At the beginning there was a vision: To do the next step from static dome-like structures, the state of the art in optical material behaviour acquisition back in 2012, towards high throughput and automation. Instead of countless static light sources and cameras, we envisioned a system consisting of two rotating arcs, opening up countless possibilities through automation and serving as a research platform for a wide range of optical acquisition techniques for geometry and material behaviour.
CultArm3D-P Result_Fraunhofer IGD
The very first proof of concept of this vision materialized as a wooden arc prototype. Shortly after, a new department was founded, dedicating itself to research and development of autonomous 3D scanning technologies, continuously driving forward the limits of quality and speed.

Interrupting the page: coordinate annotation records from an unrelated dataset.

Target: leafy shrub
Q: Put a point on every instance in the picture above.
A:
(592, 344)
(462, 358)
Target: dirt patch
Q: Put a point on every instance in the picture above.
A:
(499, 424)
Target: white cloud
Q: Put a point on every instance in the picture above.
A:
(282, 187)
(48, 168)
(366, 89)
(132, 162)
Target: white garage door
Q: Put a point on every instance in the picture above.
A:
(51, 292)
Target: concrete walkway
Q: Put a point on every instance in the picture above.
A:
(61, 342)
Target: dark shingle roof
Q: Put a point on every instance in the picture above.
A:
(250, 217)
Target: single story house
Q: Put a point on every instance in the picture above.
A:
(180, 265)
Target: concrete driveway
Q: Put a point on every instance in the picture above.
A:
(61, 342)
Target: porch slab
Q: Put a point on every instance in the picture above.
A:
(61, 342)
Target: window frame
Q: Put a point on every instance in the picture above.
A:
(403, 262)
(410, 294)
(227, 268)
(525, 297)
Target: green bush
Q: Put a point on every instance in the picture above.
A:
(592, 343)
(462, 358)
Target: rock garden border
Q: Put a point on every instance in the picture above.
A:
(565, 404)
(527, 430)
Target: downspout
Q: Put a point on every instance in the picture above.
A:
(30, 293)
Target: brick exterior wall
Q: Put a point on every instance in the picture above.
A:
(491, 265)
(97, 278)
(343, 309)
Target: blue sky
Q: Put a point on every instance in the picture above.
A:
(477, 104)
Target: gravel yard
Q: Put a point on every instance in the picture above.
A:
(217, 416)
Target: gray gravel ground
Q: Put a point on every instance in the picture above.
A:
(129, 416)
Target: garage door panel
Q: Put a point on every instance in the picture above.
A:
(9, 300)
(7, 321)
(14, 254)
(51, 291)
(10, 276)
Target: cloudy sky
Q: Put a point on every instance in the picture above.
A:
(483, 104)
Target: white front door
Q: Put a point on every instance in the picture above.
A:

The first version of an autonomous scanning street consisting of collaborative 3D scanners, CultLab3D, was showcased in Marseille at the Digital Heritage International Congress 2013. By 2015, the entire system was already fully automatic and solely controlled by a single tiny touch pad, serving as interface to enter the artifact ID via QR code to establish a link between the physical artifact and its digital 3D model.
CultLab3D received the Europa Nostra Award 2018. The department of Cultural Heritage Digitization continued to realize novel visions and is now active both in the domains of cultural heritage and the industry, demonstrating in both fields that the scanning systems are capable of coping with challenging materials while producing high quality in short time, which is due to continuous improvement of intelligent algorithms such as shape-adaptive view planning.